L’approche prudente de Biden ne résoudra pas les crises au Moyen-Orient

L’approche prudente de Biden ne résoudra pas les crises au Moyen-Orient
  • La politique de l’autruche américaine risque d’accroître les turbulences au Moyen-Orient, car les pays qui se sentent menacés par l’Iran mettront en œuvre eux-mêmes des politiques pour contrer Téhéran
  • L’attitude à l’égard du récent conflit à Gaza résume l’attitude de l’administration dans tout le Moyen-Orient: faire le strict minimum pour maintenir son rôle d’intermédiaire dans la région

Le secrétaire d'État américain, Antony Blinken, est en visite cette semaine au Moyen-Orient, pour y rencontrer, parmi d’autres personnes, le Premier ministre israélien, Benjamin Netanyahou, et le président palestinien, Mahmoud Abbas. Selon un responsable du département d'État, la visite a pour but de «maintenir le cessez-le-feu et l'assistance aux personnes qui en ont besoin». Un objectif bien modeste pour une administration, dont le principal slogan de politique étrangère est «l'Amérique est de retour». Cette formule ambitieuse ne coïncide pas avec le comportement du président Joe Biden, en particulier en ce qui concerne le Moyen-Orient. Dans cette région, les États-Unis semblent faire profil bas, en attendant la fin des turbulences.

Cette tendance est visible dans le rapport Interim National Security Strategic Guidance, élaboré par la Maison Blanche, dans lequel le Moyen-Orient était à peine mentionné. Les lecteurs de ce document, publié en mars, ont eu l'impression que toute la région se limitait au dossier nucléaire iranien. Cette approche non interventionniste a débuté sous Barack Obama, a été poursuivie par Donald Trump, et persiste malheureusement avec Biden. Cette tendance va au-delà des préférences personnelles de chacun de ces présidents: elle reflète une fatigue générale face aux problèmes de la région, et un regain d’intérêt pour la Chine, ainsi que la mer de Chine méridionale.

La stratégie américaine repose aussi sur une fausse perception selon laquelle, si la question du nucléaire iranien est résolue, les autres problèmes du Moyen-Orient se résoudront facilement.
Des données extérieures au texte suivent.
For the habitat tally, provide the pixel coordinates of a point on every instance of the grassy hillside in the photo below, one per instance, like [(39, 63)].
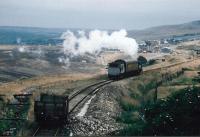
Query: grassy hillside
[(30, 36)]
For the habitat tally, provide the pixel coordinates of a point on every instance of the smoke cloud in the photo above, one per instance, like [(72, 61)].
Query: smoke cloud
[(97, 40)]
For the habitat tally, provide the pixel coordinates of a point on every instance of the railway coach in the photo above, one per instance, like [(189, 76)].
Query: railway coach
[(121, 68)]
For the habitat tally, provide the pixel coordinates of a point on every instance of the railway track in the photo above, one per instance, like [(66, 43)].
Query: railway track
[(42, 131), (85, 93)]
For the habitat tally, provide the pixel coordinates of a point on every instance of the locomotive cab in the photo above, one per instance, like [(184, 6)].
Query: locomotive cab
[(116, 69)]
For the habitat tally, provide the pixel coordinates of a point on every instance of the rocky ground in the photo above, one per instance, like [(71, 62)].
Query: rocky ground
[(100, 118)]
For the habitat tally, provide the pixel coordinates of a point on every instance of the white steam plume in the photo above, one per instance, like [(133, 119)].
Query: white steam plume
[(96, 40)]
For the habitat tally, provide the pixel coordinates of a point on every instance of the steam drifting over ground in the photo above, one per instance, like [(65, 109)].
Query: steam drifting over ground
[(98, 40)]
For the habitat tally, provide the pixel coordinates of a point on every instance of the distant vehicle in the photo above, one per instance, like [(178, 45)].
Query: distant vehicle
[(51, 109), (120, 69)]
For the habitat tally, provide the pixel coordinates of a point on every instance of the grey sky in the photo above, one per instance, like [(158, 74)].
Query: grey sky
[(102, 14)]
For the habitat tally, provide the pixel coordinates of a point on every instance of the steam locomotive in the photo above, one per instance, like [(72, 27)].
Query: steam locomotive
[(121, 68)]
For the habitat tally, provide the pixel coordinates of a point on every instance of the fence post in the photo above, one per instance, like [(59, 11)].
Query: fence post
[(156, 93), (67, 109)]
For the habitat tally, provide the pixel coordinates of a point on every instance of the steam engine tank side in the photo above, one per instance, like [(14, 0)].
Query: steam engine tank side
[(121, 69)]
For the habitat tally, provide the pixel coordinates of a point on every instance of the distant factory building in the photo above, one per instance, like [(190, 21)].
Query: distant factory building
[(166, 50)]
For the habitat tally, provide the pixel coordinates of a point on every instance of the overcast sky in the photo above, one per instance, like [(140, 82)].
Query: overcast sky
[(97, 14)]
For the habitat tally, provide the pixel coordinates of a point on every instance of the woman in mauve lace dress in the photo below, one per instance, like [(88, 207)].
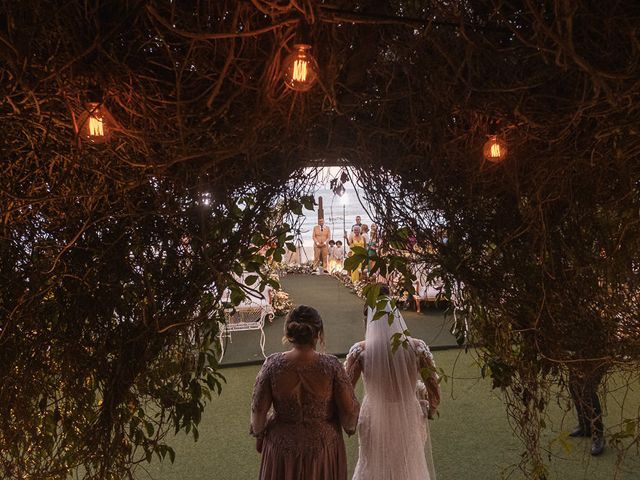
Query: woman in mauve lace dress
[(312, 400)]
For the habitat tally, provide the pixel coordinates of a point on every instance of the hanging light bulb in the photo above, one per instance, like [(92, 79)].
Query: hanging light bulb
[(495, 150), (95, 123), (300, 68)]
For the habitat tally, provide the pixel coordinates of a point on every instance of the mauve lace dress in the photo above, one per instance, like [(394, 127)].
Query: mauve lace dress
[(312, 401)]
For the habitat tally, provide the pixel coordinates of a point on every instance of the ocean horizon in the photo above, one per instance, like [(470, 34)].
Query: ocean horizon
[(333, 213)]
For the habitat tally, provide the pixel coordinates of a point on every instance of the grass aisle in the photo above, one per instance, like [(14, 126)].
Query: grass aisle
[(341, 312), (471, 438)]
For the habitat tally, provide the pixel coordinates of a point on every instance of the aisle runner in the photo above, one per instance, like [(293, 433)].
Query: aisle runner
[(341, 312)]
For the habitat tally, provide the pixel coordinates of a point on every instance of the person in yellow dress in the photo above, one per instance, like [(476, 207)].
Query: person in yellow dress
[(356, 240)]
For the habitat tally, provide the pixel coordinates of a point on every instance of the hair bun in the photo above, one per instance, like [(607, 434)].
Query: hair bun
[(301, 333), (303, 325)]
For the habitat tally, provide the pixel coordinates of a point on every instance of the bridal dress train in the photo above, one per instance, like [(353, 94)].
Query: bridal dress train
[(393, 432)]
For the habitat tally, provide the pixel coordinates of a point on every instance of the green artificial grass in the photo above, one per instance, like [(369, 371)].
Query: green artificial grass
[(341, 311), (471, 438)]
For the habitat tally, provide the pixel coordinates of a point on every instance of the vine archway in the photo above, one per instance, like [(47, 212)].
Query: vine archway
[(98, 283)]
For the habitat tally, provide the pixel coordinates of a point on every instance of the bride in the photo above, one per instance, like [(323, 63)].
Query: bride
[(393, 430)]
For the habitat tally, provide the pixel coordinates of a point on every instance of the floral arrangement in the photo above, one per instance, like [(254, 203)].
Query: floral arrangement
[(294, 268)]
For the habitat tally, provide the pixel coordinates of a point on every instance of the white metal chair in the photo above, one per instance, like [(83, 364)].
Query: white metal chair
[(249, 315)]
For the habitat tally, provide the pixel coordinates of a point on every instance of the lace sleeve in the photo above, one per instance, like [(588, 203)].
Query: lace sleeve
[(345, 397), (261, 400), (427, 367), (353, 363)]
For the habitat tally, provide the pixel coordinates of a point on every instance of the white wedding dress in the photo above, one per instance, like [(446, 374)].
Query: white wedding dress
[(393, 432)]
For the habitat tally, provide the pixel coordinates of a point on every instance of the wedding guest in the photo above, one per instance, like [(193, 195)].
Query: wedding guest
[(338, 255), (321, 235), (332, 260), (350, 235), (357, 240), (372, 245), (312, 399)]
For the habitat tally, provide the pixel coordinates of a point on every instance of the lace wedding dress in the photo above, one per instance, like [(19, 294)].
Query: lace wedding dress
[(393, 431)]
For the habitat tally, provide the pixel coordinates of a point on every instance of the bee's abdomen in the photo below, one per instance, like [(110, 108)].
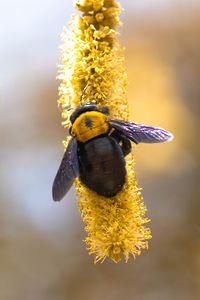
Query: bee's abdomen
[(102, 165)]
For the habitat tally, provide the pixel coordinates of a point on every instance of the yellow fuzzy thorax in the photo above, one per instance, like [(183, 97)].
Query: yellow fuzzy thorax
[(92, 67), (89, 125)]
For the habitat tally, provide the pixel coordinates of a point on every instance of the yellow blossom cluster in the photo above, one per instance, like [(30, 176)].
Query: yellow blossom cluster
[(92, 69)]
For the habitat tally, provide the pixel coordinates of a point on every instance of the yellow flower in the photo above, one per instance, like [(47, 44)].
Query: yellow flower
[(92, 69)]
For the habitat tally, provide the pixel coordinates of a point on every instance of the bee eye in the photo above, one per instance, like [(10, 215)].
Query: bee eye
[(105, 110)]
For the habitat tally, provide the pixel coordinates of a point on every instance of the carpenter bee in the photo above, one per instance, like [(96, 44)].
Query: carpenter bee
[(97, 149)]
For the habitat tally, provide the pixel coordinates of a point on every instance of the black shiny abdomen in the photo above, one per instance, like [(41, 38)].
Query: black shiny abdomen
[(102, 165)]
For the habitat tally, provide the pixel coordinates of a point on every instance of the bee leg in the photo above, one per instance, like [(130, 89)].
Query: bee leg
[(123, 141)]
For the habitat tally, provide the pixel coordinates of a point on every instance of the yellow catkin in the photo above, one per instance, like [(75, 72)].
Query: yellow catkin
[(92, 69)]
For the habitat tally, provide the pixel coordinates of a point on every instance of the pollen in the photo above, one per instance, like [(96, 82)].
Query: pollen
[(92, 69)]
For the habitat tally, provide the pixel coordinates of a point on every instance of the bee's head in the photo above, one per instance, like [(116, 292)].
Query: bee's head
[(87, 107)]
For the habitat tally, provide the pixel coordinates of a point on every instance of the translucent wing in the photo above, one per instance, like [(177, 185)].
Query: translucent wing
[(67, 171), (140, 133)]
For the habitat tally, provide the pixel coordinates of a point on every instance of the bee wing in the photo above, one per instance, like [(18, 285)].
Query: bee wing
[(140, 133), (67, 172)]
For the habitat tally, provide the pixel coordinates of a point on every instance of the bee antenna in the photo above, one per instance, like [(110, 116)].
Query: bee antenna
[(83, 92)]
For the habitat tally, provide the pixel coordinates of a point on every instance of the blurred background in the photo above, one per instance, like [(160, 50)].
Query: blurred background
[(42, 255)]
Cependant, cette politique de l’autruche est susceptible d’accroître les turbulences, car les pays qui se sentent menacés par l’Iran prendront sur eux d’élaborer, et de mettre en œuvre des politiques pour contrer les agressions de Téhéran.

Les récentes attaques israéliennes contre Gaza démontrent que la politique de l’autruche ne fonctionne pas. Même si les États-Unis essaient de prendre de la distance avec les problèmes de la région, ces derniers les rattrapent inévitablement. Biden n'a pas fait de la question israélo-palestinienne une priorité, pensant qu'elle était trop compliquée pour être résolue. Pourtant, confrontée à l’actualité brûlante, l’administration américaine a été contrainte de prendre position. Elle s’est de facto retrouvée impliquée dans un conflit qu'elle cherchait à éviter. La gestion du conflit israélo-palestinien est assez problématique, car Washington est divisé sur la question. L'aile progressiste du Parti démocrate veut voir la fin de l'occupation et l’avènement d’une solution à deux États. L'aile traditionnelle, dont Biden est membre, soutient sans condition Israël.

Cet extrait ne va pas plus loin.